Cluster set up

This page covers how you get set up on the GenomeDK cluster to do your project.

First log in to the cluster:

Terminal

ssh <cluster user name>@login.genome.au.dk

Install Python on your cluster account

You need to install miniconda (a minimal Anaconda version) in your cluster home dir. Log in to the cluster and run this command to download the miniconda install script:

Terminal

wget https://repo.anaconda.com/miniconda/Miniconda3-latest-Linux-x86_64.sh

Then use this command to download and install miniconda:

Terminal

bash Miniconda3-latest-Linux-x86_64.sh

Follow the default installation, and say yes when it asks you if it should run conda init for you.
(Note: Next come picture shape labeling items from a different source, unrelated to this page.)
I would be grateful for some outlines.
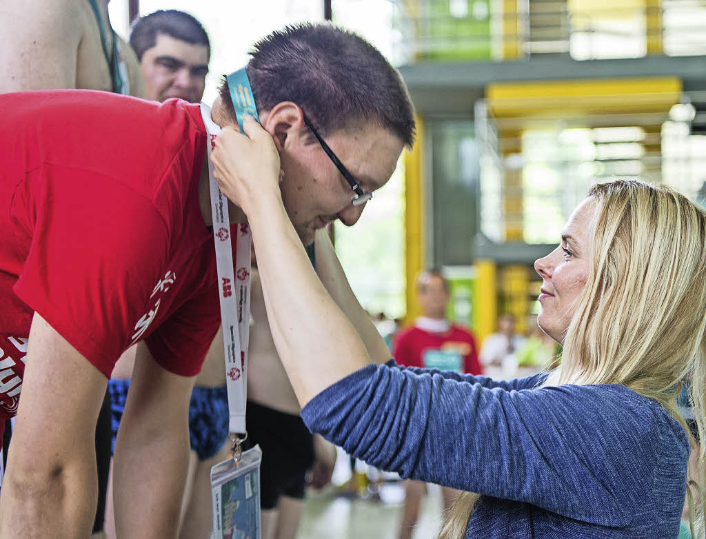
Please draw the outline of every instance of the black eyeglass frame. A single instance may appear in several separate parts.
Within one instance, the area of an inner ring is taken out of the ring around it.
[[[326,144],[325,142],[324,142],[321,135],[318,134],[318,132],[316,129],[314,129],[313,126],[311,125],[311,122],[309,121],[309,119],[306,115],[304,115],[304,123],[306,124],[306,127],[308,127],[311,133],[313,133],[316,140],[318,140],[318,143],[321,145],[321,147],[323,148],[323,151],[326,152],[326,155],[328,156],[328,158],[331,159],[333,164],[336,166],[336,168],[338,169],[338,171],[341,173],[348,185],[349,185],[351,188],[353,190],[353,196],[351,198],[351,202],[354,206],[362,206],[374,196],[374,193],[366,193],[361,188],[360,186],[358,184],[358,181],[353,176],[353,174],[348,171],[348,169],[343,165],[341,160],[336,157],[335,153],[333,153],[333,150],[329,147],[328,145]]]

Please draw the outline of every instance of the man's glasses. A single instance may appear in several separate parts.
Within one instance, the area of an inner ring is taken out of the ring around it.
[[[333,162],[333,164],[338,169],[338,171],[343,175],[346,181],[348,182],[348,185],[351,186],[353,190],[353,198],[351,199],[351,202],[353,202],[354,206],[361,206],[365,204],[368,200],[373,198],[372,193],[366,193],[362,189],[360,188],[360,186],[358,185],[358,182],[356,181],[355,178],[353,177],[353,174],[348,171],[348,169],[343,166],[343,163],[341,162],[340,159],[336,157],[336,155],[333,153],[328,145],[326,144],[323,139],[321,138],[321,135],[318,134],[316,129],[313,128],[313,126],[311,125],[311,122],[309,121],[309,119],[305,116],[304,123],[306,124],[313,135],[316,137],[316,140],[318,140],[318,143],[321,145],[321,147],[323,148],[323,151],[326,152],[326,155],[328,158]]]

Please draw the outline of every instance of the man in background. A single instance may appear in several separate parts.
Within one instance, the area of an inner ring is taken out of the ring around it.
[[[517,353],[525,344],[525,337],[515,332],[515,317],[509,313],[498,319],[498,331],[483,341],[480,360],[488,375],[498,380],[517,376]]]
[[[414,325],[397,334],[393,354],[397,363],[471,375],[482,373],[473,334],[446,318],[450,298],[448,283],[440,271],[427,270],[419,274],[417,298],[421,316]],[[426,485],[409,479],[404,484],[405,504],[398,536],[400,539],[411,539]],[[441,492],[444,509],[448,511],[459,492],[447,487],[442,487]]]
[[[145,99],[201,100],[211,46],[196,19],[175,9],[155,11],[133,23],[130,44],[140,61]]]

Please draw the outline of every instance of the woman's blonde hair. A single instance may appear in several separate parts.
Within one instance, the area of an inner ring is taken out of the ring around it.
[[[689,481],[688,492],[691,533],[705,537],[706,212],[669,187],[635,181],[599,183],[588,196],[596,203],[590,274],[566,331],[562,364],[544,385],[624,385],[664,406],[694,445],[676,404],[690,375],[702,443],[692,471],[697,481]],[[439,539],[464,536],[477,499],[459,498]]]

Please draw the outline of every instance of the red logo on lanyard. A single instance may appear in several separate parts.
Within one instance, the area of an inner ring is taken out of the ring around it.
[[[228,229],[220,228],[218,231],[216,232],[216,236],[218,236],[218,239],[221,241],[225,241],[228,239],[228,236],[230,234],[228,233]]]
[[[223,279],[223,297],[227,298],[233,295],[233,289],[231,287],[230,279],[228,277],[222,277]]]

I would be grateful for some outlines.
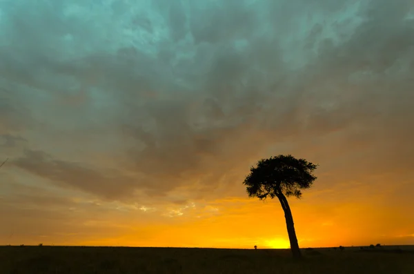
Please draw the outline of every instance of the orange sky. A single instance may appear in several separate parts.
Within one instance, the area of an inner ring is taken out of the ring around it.
[[[300,1],[2,2],[0,245],[287,248],[287,153],[300,246],[414,244],[412,1]]]

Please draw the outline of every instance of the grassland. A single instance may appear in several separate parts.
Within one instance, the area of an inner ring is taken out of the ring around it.
[[[414,246],[361,250],[0,246],[1,274],[413,274]]]

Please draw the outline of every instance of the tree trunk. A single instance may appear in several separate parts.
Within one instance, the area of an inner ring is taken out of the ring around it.
[[[285,219],[286,220],[286,228],[288,229],[288,235],[289,235],[289,242],[290,242],[290,251],[292,255],[295,259],[300,259],[302,254],[299,249],[299,244],[297,242],[297,238],[296,237],[296,232],[295,231],[295,226],[293,224],[293,217],[292,216],[292,211],[288,203],[288,200],[283,194],[277,195],[279,201],[282,204],[282,208],[285,213]]]

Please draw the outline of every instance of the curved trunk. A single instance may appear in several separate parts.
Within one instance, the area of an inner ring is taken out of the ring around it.
[[[286,220],[286,228],[288,229],[288,235],[289,235],[289,242],[290,242],[290,251],[295,259],[300,259],[302,254],[299,249],[299,244],[296,237],[296,232],[295,231],[295,225],[293,224],[293,217],[292,211],[288,203],[288,200],[283,194],[277,195],[279,201],[282,204],[282,208],[285,213],[285,219]]]

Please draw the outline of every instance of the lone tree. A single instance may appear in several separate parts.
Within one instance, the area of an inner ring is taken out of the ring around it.
[[[285,214],[290,250],[296,259],[301,258],[302,255],[286,197],[295,196],[299,199],[301,190],[309,188],[316,179],[312,172],[317,167],[317,165],[304,159],[280,155],[259,160],[256,167],[251,167],[250,173],[243,182],[250,197],[257,197],[260,200],[268,197],[279,199]]]

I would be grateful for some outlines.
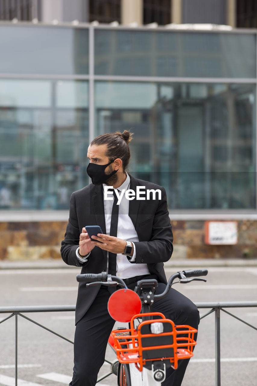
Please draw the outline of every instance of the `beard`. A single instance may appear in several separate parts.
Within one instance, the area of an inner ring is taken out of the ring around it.
[[[108,169],[107,170],[107,173],[105,173],[107,176],[108,176],[109,174],[111,174],[113,171],[111,165],[109,165],[108,166]],[[117,175],[117,173],[115,173],[115,174],[113,174],[112,176],[111,176],[110,177],[107,179],[106,181],[104,181],[103,182],[100,182],[97,184],[94,184],[96,186],[99,186],[100,185],[102,185],[103,184],[105,184],[107,185],[108,186],[113,186],[114,185],[115,185],[118,181],[118,176]]]

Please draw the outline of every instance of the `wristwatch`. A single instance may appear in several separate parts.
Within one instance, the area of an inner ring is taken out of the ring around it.
[[[131,254],[133,247],[132,244],[130,241],[126,241],[126,242],[127,243],[127,245],[125,248],[125,251],[124,253],[122,253],[122,255],[124,255],[125,256],[129,256]]]

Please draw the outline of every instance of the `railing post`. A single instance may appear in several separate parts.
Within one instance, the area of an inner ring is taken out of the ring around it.
[[[220,310],[215,310],[215,366],[216,386],[220,386]]]
[[[15,314],[15,386],[18,386],[18,315]]]

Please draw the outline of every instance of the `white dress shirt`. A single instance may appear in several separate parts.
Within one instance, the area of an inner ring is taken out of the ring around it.
[[[127,174],[126,179],[123,183],[117,188],[117,189],[120,191],[121,191],[123,189],[127,190],[129,189],[130,185],[130,178],[129,176]],[[103,189],[104,189],[105,186],[110,188],[110,186],[107,186],[107,185],[105,184],[103,184]],[[114,194],[115,194],[115,193]],[[109,193],[108,196],[109,197],[112,197],[110,192]],[[134,199],[135,199],[135,198]],[[112,197],[111,200],[104,200],[104,199],[103,200],[107,235],[110,234],[112,210],[113,200],[113,197]],[[125,195],[123,194],[119,205],[117,237],[119,239],[122,239],[122,240],[126,240],[127,241],[130,241],[132,242],[133,244],[134,251],[130,261],[128,261],[127,256],[122,255],[121,253],[117,254],[116,258],[117,273],[116,274],[118,277],[122,279],[127,279],[128,278],[132,278],[134,276],[140,276],[142,275],[150,274],[147,264],[133,264],[133,262],[135,261],[136,253],[135,244],[133,243],[133,241],[139,241],[139,240],[135,227],[131,219],[128,215],[129,207],[129,201],[125,197]],[[77,257],[81,262],[85,262],[85,261],[86,261],[86,260],[85,259],[81,259],[78,256],[78,251],[79,249],[78,248],[76,251]],[[108,255],[109,253],[107,251],[107,262],[108,260]]]

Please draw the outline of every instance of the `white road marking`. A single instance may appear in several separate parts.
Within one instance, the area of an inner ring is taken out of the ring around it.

NP: Now log out of the cluster and log back in. This is needed to make the conda command available to you.

The project folder

The project folder is a folder that is set up on the cluster to hold your project. I use the placeholder <projectfolder> here, but it will be called something sensible like baboonadmixture.

It is accessible to only you and anyone else you collaborate with (such as your supervisor). The project folder is in your home directory and should hold the following subfolders:

<projectfolder>
    /data
    /people
        /<username>
        /<supervisor_username>

The <projectfolder>/people/<username> is your domain. This is where you have all the files that relates to your project.

The name of the project folder is is also the name of the account that gets billed for the work on the cluster. When you run gwf, srun, sbatch or slurm-jupyter (see below) you must specify that project name using the -A or --account options (see below for more details on that).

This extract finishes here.